- Interactive map of district boundaries since January 3, 2023
- Representative: Russell Fry R–Murrells Inlet
- Population (2024): 794,163
- Median household income: $61,149
- Ethnicity: 63.9% White; 25.8% Black; 5.0% Hispanic; 3.5% Two or more races; 1.1% Asian; 0.9% other;
- Cook PVI: R+12

= South Carolina's 7th congressional district =

U.S. House district for South Carolina

South Carolina's 7th congressional district is a congressional district for the United States House of Representatives in South Carolina, established in 2011 following apportionment of another seat to the state in the redistricting cycle following the 2010 census. It is located in the Pee Dee region, and includes all of Chesterfield, Darlington, Dillon, Georgetown, Horry, Marion, and Marlboro Counties and most of Florence County. The district is represented by Republican Russell Fry who was elected in 2022 and took office on January 3, 2023.

==History==
The 7th congressional district of South Carolina existed in the 19th century, but was eliminated in 1853 as a result of the 1850 census. After the 1880 census, Congress apportioned the state another seat, and the state legislature re-established the district.

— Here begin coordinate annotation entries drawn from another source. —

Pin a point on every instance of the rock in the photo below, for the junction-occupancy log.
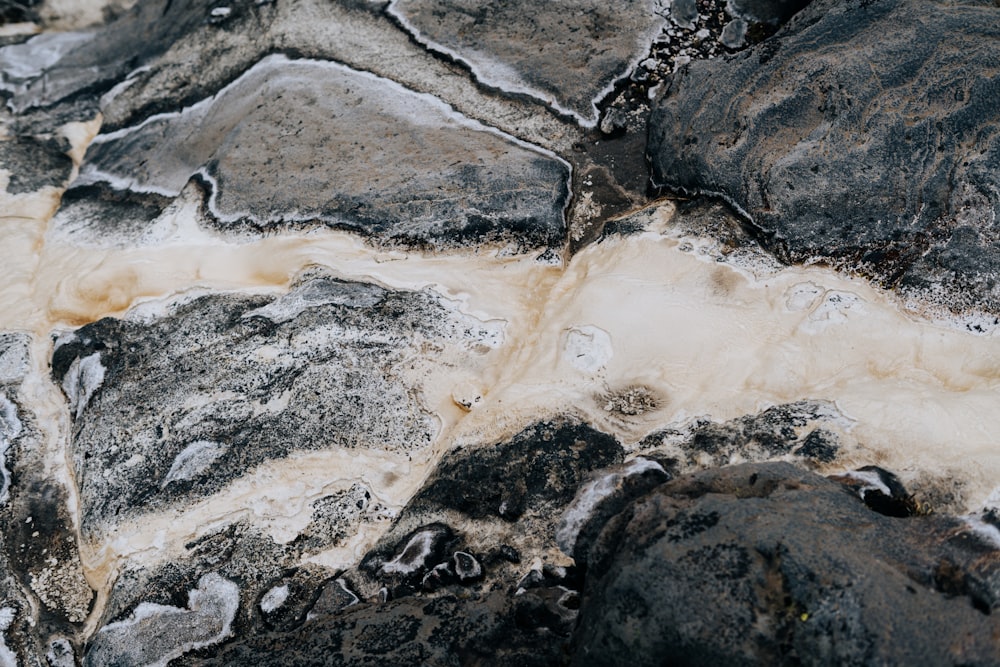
(765, 563)
(409, 631)
(545, 51)
(218, 385)
(601, 498)
(44, 594)
(54, 67)
(481, 508)
(836, 146)
(155, 634)
(804, 429)
(734, 34)
(773, 12)
(34, 163)
(315, 154)
(684, 13)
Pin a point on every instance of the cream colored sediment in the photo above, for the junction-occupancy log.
(706, 338)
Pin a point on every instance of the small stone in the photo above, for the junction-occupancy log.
(734, 34)
(684, 13)
(614, 121)
(467, 568)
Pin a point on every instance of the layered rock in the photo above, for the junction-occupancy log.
(543, 51)
(768, 564)
(862, 134)
(300, 143)
(177, 406)
(44, 595)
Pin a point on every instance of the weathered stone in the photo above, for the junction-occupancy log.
(53, 67)
(175, 407)
(484, 505)
(155, 634)
(33, 163)
(601, 498)
(765, 563)
(490, 629)
(793, 429)
(863, 132)
(765, 11)
(303, 143)
(44, 595)
(545, 51)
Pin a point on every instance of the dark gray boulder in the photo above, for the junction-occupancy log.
(311, 143)
(767, 564)
(545, 50)
(862, 133)
(173, 407)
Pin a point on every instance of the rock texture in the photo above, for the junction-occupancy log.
(764, 563)
(301, 143)
(348, 332)
(862, 133)
(175, 408)
(545, 51)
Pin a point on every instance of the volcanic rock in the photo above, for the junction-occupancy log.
(767, 564)
(546, 51)
(175, 407)
(863, 133)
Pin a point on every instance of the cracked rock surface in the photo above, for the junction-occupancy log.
(395, 332)
(862, 133)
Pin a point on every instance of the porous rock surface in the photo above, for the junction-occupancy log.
(174, 408)
(293, 143)
(863, 133)
(317, 464)
(546, 52)
(767, 564)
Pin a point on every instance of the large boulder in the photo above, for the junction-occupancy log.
(768, 564)
(865, 133)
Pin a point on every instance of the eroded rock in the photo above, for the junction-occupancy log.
(173, 408)
(545, 51)
(155, 634)
(304, 143)
(765, 563)
(864, 133)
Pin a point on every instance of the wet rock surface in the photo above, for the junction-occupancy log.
(546, 52)
(175, 408)
(862, 134)
(766, 563)
(349, 332)
(300, 143)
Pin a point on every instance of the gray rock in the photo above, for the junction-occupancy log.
(734, 34)
(684, 13)
(203, 394)
(604, 496)
(34, 163)
(544, 50)
(315, 153)
(53, 67)
(482, 507)
(773, 12)
(493, 629)
(44, 596)
(801, 429)
(155, 634)
(863, 132)
(767, 564)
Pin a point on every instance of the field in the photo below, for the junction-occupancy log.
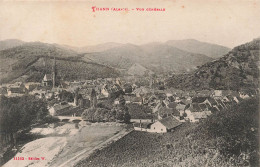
(228, 138)
(65, 142)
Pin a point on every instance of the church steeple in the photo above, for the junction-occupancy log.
(54, 73)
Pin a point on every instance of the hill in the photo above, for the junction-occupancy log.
(227, 138)
(236, 70)
(99, 47)
(155, 57)
(31, 61)
(10, 43)
(194, 46)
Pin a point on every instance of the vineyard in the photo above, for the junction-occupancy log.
(210, 142)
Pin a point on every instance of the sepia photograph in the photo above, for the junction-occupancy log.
(129, 83)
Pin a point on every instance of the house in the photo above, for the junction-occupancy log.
(142, 126)
(138, 100)
(141, 91)
(197, 111)
(197, 116)
(165, 125)
(47, 80)
(31, 85)
(16, 89)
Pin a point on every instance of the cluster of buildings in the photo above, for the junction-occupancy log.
(170, 107)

By that time, the Reconstruction era had ended and the state legislature was controlled by Democrats, who wrested control by a mixture of violence and fraud. They defined the boundaries of the 7th district, which was called the "shoestring district" because of its long, narrow shape that included many black precincts. In 1892 and 1894 the majority-black voters of the district elected George W. Murray to Congress; he was the only African American to serve in Congress in those sessions and, following disfranchisement and demographic changes, the last elected from the state until Jim Clyburn in 1992.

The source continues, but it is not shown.